Your pot plant looks healthy on Monday. By Friday, it topples over and the roots vanish. Vine weevil grubs are ruthless summer pests in containers. They operate entirely underground. By the time you notice, it is too late. The adult beetle is active now, leaving clues on leaves that almost nobody recognises in time. Here is what to look for, and what to do immediately.
The semi-circular notches chewed from the edges of leaves — clean, smooth bites, like someone took a tiny hole-punch to the margins — are the adult vine weevil’s signature. Otiorhynchus sulcatus is a dark, slow-moving beetle, roughly 9mm long. It feeds nocturnally on a bewildering range of plants: heuchera, hosta, rhododendron, strawberry, cyclamen, fuchsia, primrose, sedum.
But the leaf damage itself is rarely fatal. It signals something urgent: wherever adult weevils are feeding above ground, eggs are being laid in your compost below.
One female can deposit up to 1,500 eggs across a season. No male is required. Those eggs hatch into creamy-white, C-shaped grubs that spend the rest of summer and autumn chewing methodically through root systems.
Pot plants are hit hardest. The grubs are confined in a limited volume of compost, with no escape route for the roots. This makes things a bit much. A dodgy situation for any container.
So, the grubs shoot up steadily through late summer. By early autumn — roughly 8 to 10 weeks after hatching — they are large enough to sever the entire root ball of a medium-sized container plant. This is the non-negotiable danger point.
You will see wilting that does not respond to watering. Then the plant simply falls over when you touch it. Stem detached from rootless compost.
At that point, the plant is dead. Not salvageable. Bang on.
Not “just stressed.”
Heucheras and hostas are particularly vulnerable. Both are RHS Award of Garden Merit plants that gardeners invest in year after year, only to lose them silently to grubs. Strawberry plants in containers are almost guaranteed to be targeted if adults are present. The RHS confirms vine weevil is now one of the most frequently reported garden pests in the UK. Damage reports are rocketing every summer.
Start tonight. Take a torch out after dark and inspect the leaves of any pot plants showing notched margins. This is non-negotiable.
Adult vine weevils freeze when light hits them. They will be on or near the leaves. You can drop them into a bucket of soapy water. Ugly work.
Effective work.
Then move to biological control. It is genuinely the most reliable long-term fix:
For pots you have not checked yet, tip them out and inspect the compost.

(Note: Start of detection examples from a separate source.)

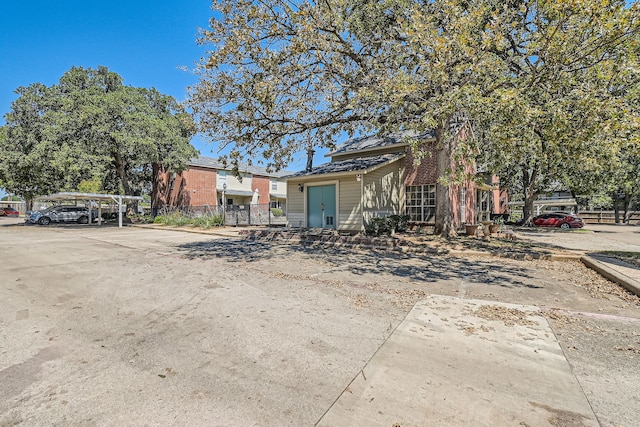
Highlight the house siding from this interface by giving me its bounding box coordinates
[336,176,362,231]
[286,182,307,231]
[251,175,271,205]
[363,162,404,226]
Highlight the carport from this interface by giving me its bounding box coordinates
[37,192,142,227]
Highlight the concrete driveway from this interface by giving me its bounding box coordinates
[0,225,640,426]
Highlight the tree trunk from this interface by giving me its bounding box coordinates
[434,124,458,239]
[522,166,538,226]
[613,192,620,224]
[622,193,631,224]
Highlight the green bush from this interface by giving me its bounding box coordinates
[191,215,223,230]
[387,215,410,233]
[364,215,409,236]
[364,216,391,236]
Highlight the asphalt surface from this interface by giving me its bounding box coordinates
[0,220,640,427]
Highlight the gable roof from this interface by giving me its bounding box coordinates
[285,153,405,179]
[188,156,292,178]
[325,131,435,156]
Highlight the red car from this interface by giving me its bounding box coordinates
[533,212,584,228]
[0,208,20,216]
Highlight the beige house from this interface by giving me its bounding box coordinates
[285,132,496,232]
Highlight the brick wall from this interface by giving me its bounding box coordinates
[404,144,437,185]
[251,175,271,205]
[152,165,218,208]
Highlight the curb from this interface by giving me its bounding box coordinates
[580,255,640,297]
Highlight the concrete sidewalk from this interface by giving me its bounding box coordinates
[580,253,640,296]
[317,296,598,427]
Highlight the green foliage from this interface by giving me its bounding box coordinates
[0,67,197,204]
[78,178,102,193]
[153,211,224,229]
[364,217,391,236]
[365,215,410,236]
[188,0,640,234]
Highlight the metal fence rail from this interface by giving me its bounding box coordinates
[156,204,287,226]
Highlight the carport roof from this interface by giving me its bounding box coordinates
[36,191,142,202]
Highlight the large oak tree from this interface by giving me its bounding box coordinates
[189,0,637,236]
[0,67,197,207]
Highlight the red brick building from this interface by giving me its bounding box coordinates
[151,156,290,212]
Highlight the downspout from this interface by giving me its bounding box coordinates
[360,173,365,231]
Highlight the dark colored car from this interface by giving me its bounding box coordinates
[0,207,20,216]
[24,206,94,225]
[533,212,584,228]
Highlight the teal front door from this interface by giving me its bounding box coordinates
[307,185,337,228]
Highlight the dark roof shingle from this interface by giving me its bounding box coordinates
[285,154,404,179]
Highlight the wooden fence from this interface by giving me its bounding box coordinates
[578,211,640,225]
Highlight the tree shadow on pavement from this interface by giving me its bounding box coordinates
[178,239,543,289]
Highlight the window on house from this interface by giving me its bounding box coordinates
[405,184,436,222]
[218,171,227,188]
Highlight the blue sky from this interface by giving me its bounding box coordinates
[0,0,318,197]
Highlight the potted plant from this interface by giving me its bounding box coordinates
[465,224,479,236]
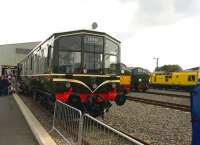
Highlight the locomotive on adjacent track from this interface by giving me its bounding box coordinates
[131,67,150,92]
[18,30,127,116]
[150,70,200,91]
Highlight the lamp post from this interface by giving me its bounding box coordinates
[153,57,159,71]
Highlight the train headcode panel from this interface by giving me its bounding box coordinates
[17,30,127,116]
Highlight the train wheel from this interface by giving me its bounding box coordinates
[137,83,143,92]
[67,94,81,108]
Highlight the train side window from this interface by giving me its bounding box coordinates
[191,75,195,82]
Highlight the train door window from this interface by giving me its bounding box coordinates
[165,76,168,82]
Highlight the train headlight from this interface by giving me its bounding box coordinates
[112,83,117,89]
[121,69,125,74]
[65,82,71,88]
[83,68,87,74]
[92,83,97,89]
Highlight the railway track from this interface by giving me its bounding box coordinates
[127,96,190,112]
[144,91,190,98]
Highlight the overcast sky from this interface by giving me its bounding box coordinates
[0,0,200,71]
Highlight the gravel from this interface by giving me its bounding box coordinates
[129,92,190,106]
[21,93,191,145]
[146,89,190,97]
[98,101,192,145]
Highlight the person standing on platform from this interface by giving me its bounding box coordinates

Grubs are unmistakable: white, legless, with a brown head, curled into a tight C.
Pull off any you find immediately. Birds will not always find them for you. They are a proper issue.
But do not wait for wilting. By then you have already lost the plant. It is sorted.

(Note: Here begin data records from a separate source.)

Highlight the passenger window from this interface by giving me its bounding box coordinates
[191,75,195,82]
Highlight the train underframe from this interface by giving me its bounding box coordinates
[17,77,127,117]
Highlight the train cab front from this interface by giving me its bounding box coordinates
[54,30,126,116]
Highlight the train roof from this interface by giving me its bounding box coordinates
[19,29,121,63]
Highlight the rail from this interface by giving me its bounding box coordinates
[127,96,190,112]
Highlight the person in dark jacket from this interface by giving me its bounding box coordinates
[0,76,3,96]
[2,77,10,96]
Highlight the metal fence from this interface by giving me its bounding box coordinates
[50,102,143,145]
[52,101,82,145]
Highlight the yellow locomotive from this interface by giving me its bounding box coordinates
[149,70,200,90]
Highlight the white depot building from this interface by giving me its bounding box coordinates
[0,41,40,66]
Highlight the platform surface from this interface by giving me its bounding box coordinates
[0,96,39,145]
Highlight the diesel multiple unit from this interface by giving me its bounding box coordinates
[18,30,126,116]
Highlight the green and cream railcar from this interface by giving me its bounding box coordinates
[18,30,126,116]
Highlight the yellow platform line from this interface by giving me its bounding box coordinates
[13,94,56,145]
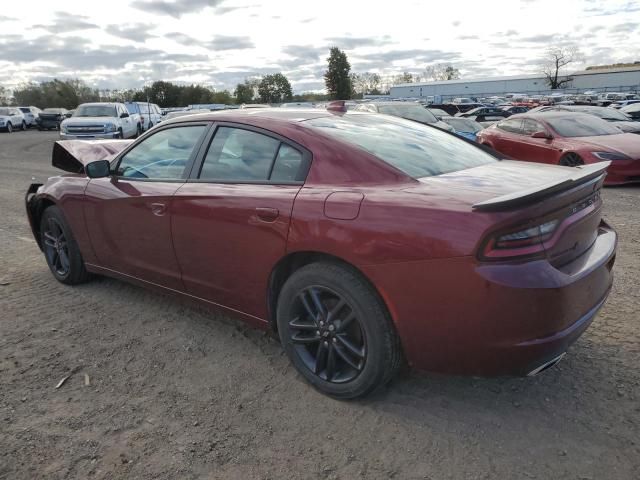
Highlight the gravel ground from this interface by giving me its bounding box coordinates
[0,131,640,480]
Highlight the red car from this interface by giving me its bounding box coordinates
[26,109,616,398]
[478,111,640,185]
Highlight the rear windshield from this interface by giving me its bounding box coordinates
[378,104,438,123]
[305,114,497,178]
[73,105,117,117]
[545,114,622,137]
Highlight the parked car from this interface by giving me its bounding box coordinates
[543,105,640,134]
[609,100,640,109]
[427,108,451,120]
[352,102,453,132]
[60,103,140,140]
[36,108,72,130]
[0,107,27,133]
[440,117,484,142]
[18,107,42,128]
[478,112,640,185]
[26,109,617,398]
[502,105,529,115]
[124,102,144,136]
[620,103,640,121]
[138,102,162,131]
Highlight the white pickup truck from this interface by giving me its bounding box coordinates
[60,103,139,140]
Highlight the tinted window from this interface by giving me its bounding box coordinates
[546,113,622,137]
[378,104,438,123]
[498,118,522,133]
[305,115,496,178]
[270,143,304,182]
[200,127,280,181]
[118,125,206,180]
[522,118,546,135]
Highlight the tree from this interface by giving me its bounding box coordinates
[258,73,293,103]
[324,47,351,100]
[424,63,460,82]
[541,46,579,90]
[233,82,253,103]
[351,72,381,95]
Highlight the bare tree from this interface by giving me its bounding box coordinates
[542,46,580,90]
[422,63,460,82]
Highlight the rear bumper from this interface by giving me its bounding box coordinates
[362,225,617,375]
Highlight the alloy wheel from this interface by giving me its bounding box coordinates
[43,218,71,277]
[288,286,367,383]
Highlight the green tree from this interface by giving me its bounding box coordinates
[258,73,293,103]
[324,47,351,100]
[233,82,253,103]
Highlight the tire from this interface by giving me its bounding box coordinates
[277,262,402,399]
[560,156,584,167]
[40,205,90,285]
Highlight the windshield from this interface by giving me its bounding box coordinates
[545,115,622,137]
[378,104,438,123]
[305,114,496,178]
[73,105,117,117]
[442,117,484,133]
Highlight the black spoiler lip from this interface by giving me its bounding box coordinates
[473,161,611,212]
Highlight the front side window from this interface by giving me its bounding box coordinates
[304,115,496,178]
[118,125,206,180]
[200,127,280,181]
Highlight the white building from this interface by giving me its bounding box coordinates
[390,65,640,99]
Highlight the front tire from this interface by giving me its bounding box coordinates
[277,263,402,399]
[40,205,89,285]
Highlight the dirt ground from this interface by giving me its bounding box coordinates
[0,131,640,480]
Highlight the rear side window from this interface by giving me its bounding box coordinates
[305,115,496,178]
[199,127,305,182]
[498,118,522,134]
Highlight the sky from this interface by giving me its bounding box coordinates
[0,0,640,93]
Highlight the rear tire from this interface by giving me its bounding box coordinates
[277,262,402,399]
[40,205,90,285]
[560,156,584,167]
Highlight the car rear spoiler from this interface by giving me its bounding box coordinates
[473,162,611,212]
[51,140,133,173]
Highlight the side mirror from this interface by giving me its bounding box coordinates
[531,130,553,139]
[84,160,111,178]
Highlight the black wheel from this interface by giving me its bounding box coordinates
[560,156,584,167]
[277,263,402,399]
[40,206,89,285]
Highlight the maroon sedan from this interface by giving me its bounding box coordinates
[478,111,640,185]
[27,109,616,398]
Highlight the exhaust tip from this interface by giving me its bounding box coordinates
[527,352,567,377]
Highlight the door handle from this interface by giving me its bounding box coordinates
[256,207,280,222]
[151,203,167,217]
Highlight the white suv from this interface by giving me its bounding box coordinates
[60,103,139,140]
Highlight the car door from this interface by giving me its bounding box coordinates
[85,122,209,290]
[172,123,311,318]
[517,118,558,163]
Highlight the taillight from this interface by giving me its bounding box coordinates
[482,219,560,260]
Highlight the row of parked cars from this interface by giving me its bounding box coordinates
[0,102,162,139]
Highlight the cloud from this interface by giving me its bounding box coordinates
[327,35,391,50]
[132,0,223,18]
[105,23,155,43]
[206,35,255,51]
[31,12,100,33]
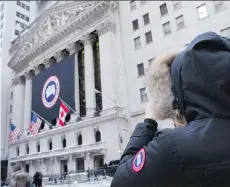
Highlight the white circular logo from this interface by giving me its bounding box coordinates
[42,76,60,108]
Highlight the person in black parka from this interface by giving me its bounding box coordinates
[33,172,42,187]
[111,32,230,187]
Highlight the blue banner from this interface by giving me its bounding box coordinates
[32,55,75,122]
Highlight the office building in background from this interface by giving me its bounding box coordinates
[2,1,230,181]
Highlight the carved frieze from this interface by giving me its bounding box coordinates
[8,1,118,74]
[13,76,25,86]
[81,33,96,45]
[97,20,116,36]
[24,71,34,80]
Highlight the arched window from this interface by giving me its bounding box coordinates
[37,143,40,153]
[49,139,53,150]
[65,113,70,122]
[39,121,45,131]
[16,147,19,156]
[26,144,30,155]
[62,49,69,57]
[77,134,82,145]
[62,137,66,148]
[95,131,101,142]
[51,118,57,126]
[38,64,46,71]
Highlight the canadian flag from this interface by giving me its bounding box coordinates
[59,102,69,126]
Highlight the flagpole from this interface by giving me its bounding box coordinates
[31,110,52,126]
[59,97,79,115]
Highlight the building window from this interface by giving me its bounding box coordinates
[77,134,82,145]
[160,3,168,16]
[26,144,30,155]
[137,63,145,76]
[93,35,103,112]
[78,49,86,117]
[16,12,21,18]
[62,137,66,148]
[220,26,230,37]
[140,88,148,102]
[129,1,136,11]
[172,1,182,10]
[37,143,40,153]
[145,31,153,44]
[213,1,225,12]
[133,19,139,31]
[17,1,30,11]
[148,58,155,66]
[143,13,150,25]
[134,37,141,50]
[176,15,185,30]
[26,5,30,11]
[26,164,30,173]
[16,147,20,156]
[76,158,85,172]
[163,21,172,36]
[95,131,101,142]
[197,4,208,20]
[10,105,12,114]
[48,139,53,150]
[16,12,30,22]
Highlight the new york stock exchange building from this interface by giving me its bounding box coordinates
[8,1,129,183]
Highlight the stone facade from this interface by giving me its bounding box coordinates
[8,1,129,176]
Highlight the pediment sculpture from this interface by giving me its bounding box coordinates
[13,3,93,59]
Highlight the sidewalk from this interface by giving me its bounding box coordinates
[45,178,112,187]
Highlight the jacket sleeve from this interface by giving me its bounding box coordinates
[111,119,181,187]
[10,178,17,187]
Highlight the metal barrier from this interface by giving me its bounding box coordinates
[43,166,117,184]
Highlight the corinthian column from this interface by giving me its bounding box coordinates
[97,21,118,110]
[12,77,25,129]
[67,42,82,117]
[83,34,96,116]
[24,72,33,132]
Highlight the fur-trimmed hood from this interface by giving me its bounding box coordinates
[11,171,28,186]
[147,32,230,122]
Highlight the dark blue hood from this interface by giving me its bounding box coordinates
[171,32,230,122]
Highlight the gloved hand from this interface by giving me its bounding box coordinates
[145,103,157,120]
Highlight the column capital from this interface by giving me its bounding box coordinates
[66,42,82,55]
[12,76,25,86]
[24,70,34,80]
[81,33,96,45]
[54,51,64,62]
[97,20,116,37]
[43,59,52,69]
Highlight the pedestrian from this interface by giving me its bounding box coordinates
[111,32,230,187]
[10,164,29,187]
[33,172,42,187]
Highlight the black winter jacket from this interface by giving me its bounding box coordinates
[111,32,230,187]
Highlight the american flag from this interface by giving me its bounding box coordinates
[30,112,42,136]
[9,123,20,143]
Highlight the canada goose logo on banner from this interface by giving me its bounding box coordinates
[42,76,60,108]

Watch for these earlier signals:
And if you are also dealing with other summer pests at the same time — red spider mites are exploding in summer heat. They often appear on the same stressed container plants. Stressed roots from vine weevil grubs make plants significantly more susceptible to everything else attacking the leaves. The RHS nematode guide covers application timing in detail if you want to coordinate treatments. That is a dodgy bit of business.

Smart tip: Apply nematodes when soil is warm. Summer is your best treatment window, not autumn when most gardeners finally notice the damage. This does wonders for effectiveness.
Both are at risk. But container plants are far more vulnerable. The grubs are confined, with limited roots to consume. In open ground, plants often partially recover. In pots, death is rapid. Non-negotiable.
Purely cosmetic. The leaf damage will not kill your plant. But it is a direct signal that eggs are being laid in your compost right now. That is the real threat. Make no mistake.
Less effectively than in compost. Clay restricts nematode movement. Focus nematode treatments on pots and raised beds with loose, well-draining compost. This provides the properly good results. Not quite right for clay.
Neem oil has some deterrent effect on adult beetles but does not reliably kill grubs in the soil. Nematodes remain the only organic treatment with proven effectiveness against the larval stage.